With WriteSQL, you can just `share()` runtime context at the top of the request (like in a FastAPI dependency or middleware).

```python
from writesql import clause, statement, share

@clause
def tenant_filter(tenant_id: int) -> str:
    return f"AND tenant_id = {tenant_id}"

@statement
def get_orders(filters=tenant_filter) -> str:
    return f"""
    SELECT id, amount, user_id
    FROM orders
    WHERE status = 'completed'
      {filters}
    """

# In a FastAPI Middleware or Dependency:
def set_tenant_context(request: Request):
    tenant_id = get_tenant_from_token(request)
    # Bind the context globally for this request
    share(tenant_filter, {"tenant_id": tenant_id})

@app.get("/orders")
def api_get_orders():
    # We don't have to pass tenant_id here!
    # get_orders() automatically resolves it from the shared context.
    sql = get_orders()
    return db.execute(sql)
```

### Map reusable filters to local columns

Sometimes the reusable filter logic is the same, but each statement needs different physical column names or table aliases. Keep the runtime values shared, and map the columns where the clause appears:

```python
from writesql import Columns, clause, share, statement

@clause
def dashboard_filters(
    columns: Columns,
    start_date: str,
    end_date: str,
    regions: list[str],
) -> str:
    return f"""
      AND {columns.date} >= {start_date}
      AND {columns.date} < {end_date}
      AND {columns.region} IN {regions}
    """

@statement
def get_orders(filters=dashboard_filters) -> str:
    return f"""
    SELECT id, amount, user_id
    FROM orders o
    WHERE status = 'completed'
      {filters.on(
          date="o.created_at",
          region="o.region",
      )}
    """

@statement
def get_users(filters=dashboard_filters) -> str:
    return f"""
    SELECT id, email
    FROM users u
    WHERE u.active = TRUE
      {filters.on(
          date="u.signup_at",
          region="u.region",
      )}
    """

share(dashboard_filters, {
    "start_date": "2024-01-01",
    "end_date": "2024-02-01",
    "regions": ["EU", "US"],
})
```

---

## Core Principles

WriteSQL exists to avoid query-building patterns, not to provide a nicer version of them.
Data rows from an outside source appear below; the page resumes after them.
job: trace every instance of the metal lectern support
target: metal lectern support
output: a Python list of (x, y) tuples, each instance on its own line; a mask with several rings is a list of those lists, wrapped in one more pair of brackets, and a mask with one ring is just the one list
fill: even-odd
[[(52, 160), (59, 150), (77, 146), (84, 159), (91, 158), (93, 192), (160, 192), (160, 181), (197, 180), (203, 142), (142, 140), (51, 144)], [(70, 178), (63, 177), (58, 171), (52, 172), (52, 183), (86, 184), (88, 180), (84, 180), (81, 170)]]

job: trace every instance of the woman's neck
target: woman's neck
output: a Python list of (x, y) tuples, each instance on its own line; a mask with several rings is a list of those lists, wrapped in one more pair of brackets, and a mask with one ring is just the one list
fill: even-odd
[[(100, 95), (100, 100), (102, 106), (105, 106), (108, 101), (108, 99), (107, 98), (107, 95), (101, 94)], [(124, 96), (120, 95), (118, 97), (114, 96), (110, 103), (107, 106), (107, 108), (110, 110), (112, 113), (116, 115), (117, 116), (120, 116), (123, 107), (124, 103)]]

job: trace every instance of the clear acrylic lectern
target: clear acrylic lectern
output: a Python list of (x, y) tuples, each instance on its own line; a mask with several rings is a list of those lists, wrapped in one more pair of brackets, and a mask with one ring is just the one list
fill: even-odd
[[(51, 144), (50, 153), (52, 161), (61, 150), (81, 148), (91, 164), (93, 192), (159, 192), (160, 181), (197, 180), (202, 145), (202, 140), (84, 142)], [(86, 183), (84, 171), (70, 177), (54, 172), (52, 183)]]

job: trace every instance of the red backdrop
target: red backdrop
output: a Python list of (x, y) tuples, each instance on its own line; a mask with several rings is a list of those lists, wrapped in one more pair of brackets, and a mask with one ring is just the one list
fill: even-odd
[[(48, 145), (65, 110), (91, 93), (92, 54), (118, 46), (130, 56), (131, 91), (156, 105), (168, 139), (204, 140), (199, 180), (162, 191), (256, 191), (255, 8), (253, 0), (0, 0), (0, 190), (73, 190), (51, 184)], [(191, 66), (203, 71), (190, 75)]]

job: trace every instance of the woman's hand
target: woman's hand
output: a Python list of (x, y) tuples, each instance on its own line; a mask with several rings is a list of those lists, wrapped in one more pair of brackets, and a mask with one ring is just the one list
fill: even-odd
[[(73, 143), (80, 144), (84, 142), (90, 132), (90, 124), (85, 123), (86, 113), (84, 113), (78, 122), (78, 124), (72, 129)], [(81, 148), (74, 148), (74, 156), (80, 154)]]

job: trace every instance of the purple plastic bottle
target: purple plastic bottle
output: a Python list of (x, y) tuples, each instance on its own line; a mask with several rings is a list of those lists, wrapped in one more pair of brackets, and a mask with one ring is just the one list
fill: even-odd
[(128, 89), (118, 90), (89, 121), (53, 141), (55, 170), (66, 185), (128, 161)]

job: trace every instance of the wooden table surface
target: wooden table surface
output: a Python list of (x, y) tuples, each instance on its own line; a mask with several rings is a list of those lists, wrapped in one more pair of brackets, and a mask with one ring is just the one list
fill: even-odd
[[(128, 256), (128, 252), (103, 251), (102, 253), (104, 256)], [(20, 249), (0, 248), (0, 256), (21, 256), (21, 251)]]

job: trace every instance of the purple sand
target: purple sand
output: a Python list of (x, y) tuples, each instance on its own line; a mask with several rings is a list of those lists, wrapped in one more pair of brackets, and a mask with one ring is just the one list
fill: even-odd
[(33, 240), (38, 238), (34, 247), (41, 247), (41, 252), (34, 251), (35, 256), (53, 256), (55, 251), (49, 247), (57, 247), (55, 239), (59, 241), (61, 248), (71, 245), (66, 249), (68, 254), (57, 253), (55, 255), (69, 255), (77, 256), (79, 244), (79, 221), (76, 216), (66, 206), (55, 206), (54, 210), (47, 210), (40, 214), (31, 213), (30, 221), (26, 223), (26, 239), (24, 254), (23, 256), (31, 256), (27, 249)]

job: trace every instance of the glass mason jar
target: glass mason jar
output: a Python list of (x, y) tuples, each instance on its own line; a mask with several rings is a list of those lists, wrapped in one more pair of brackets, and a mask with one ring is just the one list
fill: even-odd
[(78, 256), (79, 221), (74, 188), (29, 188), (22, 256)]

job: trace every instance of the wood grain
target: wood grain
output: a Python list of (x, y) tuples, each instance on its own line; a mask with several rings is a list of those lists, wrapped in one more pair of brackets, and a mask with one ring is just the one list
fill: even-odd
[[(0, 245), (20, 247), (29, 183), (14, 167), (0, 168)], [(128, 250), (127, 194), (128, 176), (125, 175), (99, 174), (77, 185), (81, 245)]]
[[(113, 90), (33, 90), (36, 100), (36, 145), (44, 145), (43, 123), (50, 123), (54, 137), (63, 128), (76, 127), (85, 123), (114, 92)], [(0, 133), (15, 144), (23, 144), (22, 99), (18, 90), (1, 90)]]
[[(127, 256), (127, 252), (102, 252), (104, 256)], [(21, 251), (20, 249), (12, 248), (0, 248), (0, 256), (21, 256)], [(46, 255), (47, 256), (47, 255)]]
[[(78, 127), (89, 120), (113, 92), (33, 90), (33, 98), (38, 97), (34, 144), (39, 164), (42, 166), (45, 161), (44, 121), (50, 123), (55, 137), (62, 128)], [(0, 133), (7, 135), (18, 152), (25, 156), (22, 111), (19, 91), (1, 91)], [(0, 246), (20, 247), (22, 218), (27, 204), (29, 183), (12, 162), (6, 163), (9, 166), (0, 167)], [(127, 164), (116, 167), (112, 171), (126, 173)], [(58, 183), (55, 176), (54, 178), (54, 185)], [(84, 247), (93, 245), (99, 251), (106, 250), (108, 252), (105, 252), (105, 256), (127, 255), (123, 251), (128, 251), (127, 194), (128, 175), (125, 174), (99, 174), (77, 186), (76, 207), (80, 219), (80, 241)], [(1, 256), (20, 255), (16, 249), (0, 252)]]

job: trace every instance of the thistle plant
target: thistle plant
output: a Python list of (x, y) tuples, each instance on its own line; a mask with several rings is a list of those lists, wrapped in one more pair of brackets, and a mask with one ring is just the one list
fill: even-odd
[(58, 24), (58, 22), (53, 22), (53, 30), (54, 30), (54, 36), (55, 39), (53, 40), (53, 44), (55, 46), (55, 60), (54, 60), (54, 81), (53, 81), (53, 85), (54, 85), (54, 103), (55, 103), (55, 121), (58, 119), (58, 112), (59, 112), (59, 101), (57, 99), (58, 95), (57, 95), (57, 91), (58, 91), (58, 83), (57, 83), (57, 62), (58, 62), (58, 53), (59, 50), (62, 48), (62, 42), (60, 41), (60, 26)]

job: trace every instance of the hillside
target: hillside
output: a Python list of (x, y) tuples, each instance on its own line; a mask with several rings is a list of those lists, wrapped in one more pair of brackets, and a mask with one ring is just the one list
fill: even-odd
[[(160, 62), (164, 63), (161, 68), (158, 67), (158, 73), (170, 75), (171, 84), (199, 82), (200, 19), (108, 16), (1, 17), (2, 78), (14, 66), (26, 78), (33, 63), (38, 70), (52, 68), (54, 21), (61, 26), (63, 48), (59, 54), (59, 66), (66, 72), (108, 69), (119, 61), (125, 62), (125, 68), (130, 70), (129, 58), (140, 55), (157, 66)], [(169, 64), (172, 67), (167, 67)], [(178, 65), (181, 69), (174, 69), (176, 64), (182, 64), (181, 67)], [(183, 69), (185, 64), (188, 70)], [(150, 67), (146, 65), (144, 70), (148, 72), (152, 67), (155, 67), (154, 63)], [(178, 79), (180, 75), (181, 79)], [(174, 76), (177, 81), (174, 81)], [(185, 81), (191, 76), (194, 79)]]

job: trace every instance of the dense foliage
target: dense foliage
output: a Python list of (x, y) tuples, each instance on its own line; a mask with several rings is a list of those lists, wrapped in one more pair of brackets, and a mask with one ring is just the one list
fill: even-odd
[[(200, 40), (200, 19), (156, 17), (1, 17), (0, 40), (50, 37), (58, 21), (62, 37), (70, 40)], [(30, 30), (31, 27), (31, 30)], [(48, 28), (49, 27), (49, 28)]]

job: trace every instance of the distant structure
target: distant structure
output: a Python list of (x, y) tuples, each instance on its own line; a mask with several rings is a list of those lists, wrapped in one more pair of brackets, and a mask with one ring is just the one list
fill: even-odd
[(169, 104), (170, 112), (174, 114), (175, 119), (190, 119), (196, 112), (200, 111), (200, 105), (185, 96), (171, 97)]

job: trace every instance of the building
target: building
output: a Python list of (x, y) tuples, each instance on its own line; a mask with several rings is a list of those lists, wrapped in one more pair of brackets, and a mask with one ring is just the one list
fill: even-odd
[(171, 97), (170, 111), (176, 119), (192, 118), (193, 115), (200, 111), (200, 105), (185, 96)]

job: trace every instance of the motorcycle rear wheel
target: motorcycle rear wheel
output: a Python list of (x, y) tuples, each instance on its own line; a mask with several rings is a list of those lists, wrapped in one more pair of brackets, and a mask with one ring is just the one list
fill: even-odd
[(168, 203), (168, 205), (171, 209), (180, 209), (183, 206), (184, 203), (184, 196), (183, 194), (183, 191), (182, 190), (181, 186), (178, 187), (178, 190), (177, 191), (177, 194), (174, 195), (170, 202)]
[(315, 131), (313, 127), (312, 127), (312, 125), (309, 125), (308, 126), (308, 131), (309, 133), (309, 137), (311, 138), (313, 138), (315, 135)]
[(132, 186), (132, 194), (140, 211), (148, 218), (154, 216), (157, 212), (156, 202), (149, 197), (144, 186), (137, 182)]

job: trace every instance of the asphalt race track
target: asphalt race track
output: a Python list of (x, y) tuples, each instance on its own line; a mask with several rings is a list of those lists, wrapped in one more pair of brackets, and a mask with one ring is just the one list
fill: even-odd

1. **Native Python f-strings:** Autocomplete, type hints, variable resolution, and imports work out of the box without learning a custom template language.
2. **SQL-first statements:** The returned f-string should look like the final SQL. Reviewers shouldn't need to chase helper functions to understand the query shape.
3. **Flat Names and Explicit Namespaces:** Runtime values should use semantic local variables (e.g., `{start_date}`), not complex object attribute chains inside the SQL (e.g., `{ctx.filters.date_filter}`). Use explicit WriteSQL namespaces, such as `{columns.date}`, when they improve SQL readability by distinguishing identifiers from values.
4. **Declarative:** Avoid conditionally appending or procedurally assembling SQL string fragments. Keep query structure in statements; put unavoidable dynamic SQL assembly into named clauses.

---

## Roadmap

*   **v0.2 Safety:** We defer parameter binding to this stage. We will introduce safe interpolation boundaries, auto-extracting bound parameters to prevent SQL injection while maintaining the f-string developer experience.
*   **v0.3 SQLModel integration:** First-class integration with SQLModel.
*   **v0.4 SQLAlchemy integration:** First-class integration with SQLAlchemy.